そして机の上に置いてあった小綺麗なネックレスを掴み、レイラの元へと急いだ。
角を曲がる所でアルミンは嫌な後ろ姿を見て「あ」と声を漏らす。彼の視線の先にいたのはいつも自分をいじめているあのいじめっ子達だった。
そして角を曲がりきった時、アルミンは驚愕し、目を見張る。いじめっ子達はレイラに寄ってたかり、彼女の艶やかな黒髪を掴んで思いきり地面へと叩きつけたのだ。
「な…何で…」
いつも自分と仲良くしているからレイラまで目をつけられたのだろうか。
いや、とにかくそんなことを悠長に考えている暇などない。
その間にもレイラは彼らに蹴られたりしている。彼女は抵抗できずにひたすら何かを抱え込むようにうずくまっていた。
「とッ…とにかくエレン達を呼びに…!」
そうしようとした所で動かそうとしていた足を止める。
呼びに行っている間にレイラがもっとひどいことをされたらと思うとそれが怖かった。
「どうすれば…!」
震える体。目には涙が滲んでいる。大切な子が傷ついているのにやっぱり自分は何もできない。こんなにも自分は弱かったのかと改めて思い知らされた気がした。
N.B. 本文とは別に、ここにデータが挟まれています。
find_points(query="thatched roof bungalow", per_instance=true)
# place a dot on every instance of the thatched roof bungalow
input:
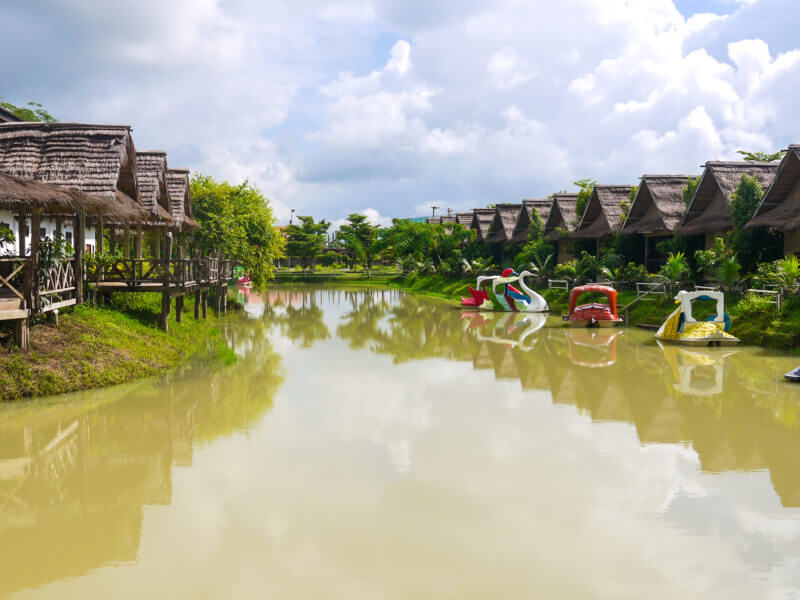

だけど、いつまでも弱いままではいけないのだ。決めたのだ。
レイラを守れるくらいに、エレンやミカサのように強くなりたいと。
そう思った時にはもう体は動いていた。武器も何もない丸腰の状態でいじめっ子達へと走っていく。
「うわぁぁぁぁぁぁぁッ!!!!!!!」
その後のことはよく覚えていない。
ただ一つわかるのはこれがアルミン・アルレルトが人生初の勇気を出した瞬間だということ。
自分は気を失っていたのか、気がつけば日が暮れ始め、空一面が綺麗な橙色に染まっていた。
「アルミン!?よかった!目を覚ましたんだね!」
声のする方、自分の頭上を見上げれば、レイラの心底心配そうな顔が見えた。
「レイラ…あいつらは…?」
「大丈夫、あいつらはどっか行っちゃった。アルミンのおかげだよ!」
体に小さな傷をたくさん作った彼女はそう言ってわらう。
アルミンは傷を見て小さく呟いた。
「ごめん…僕のせいで…」
「何で謝るの?アルミンは悪くない。悪いのはあいつらの方だよ!」
「でも…僕は弱いから…君にけがを…」
「変なの、弱くなんかないよ、アルミンは。私なんか何もできなかったもん。これを守ることくらいしか…」
レイラはそう言って一冊の本を差し出す。
それは外の世界を記したあの本だった。
アルミンは本を受け取って本とレイラを交互に見る。何故だか目頭が熱くなり、瞳には涙が滲んでいる。
「ア…アルミン?」
心配そうな彼女を無視して、アルミンは大きく息を吸い込む。そして叫んだ。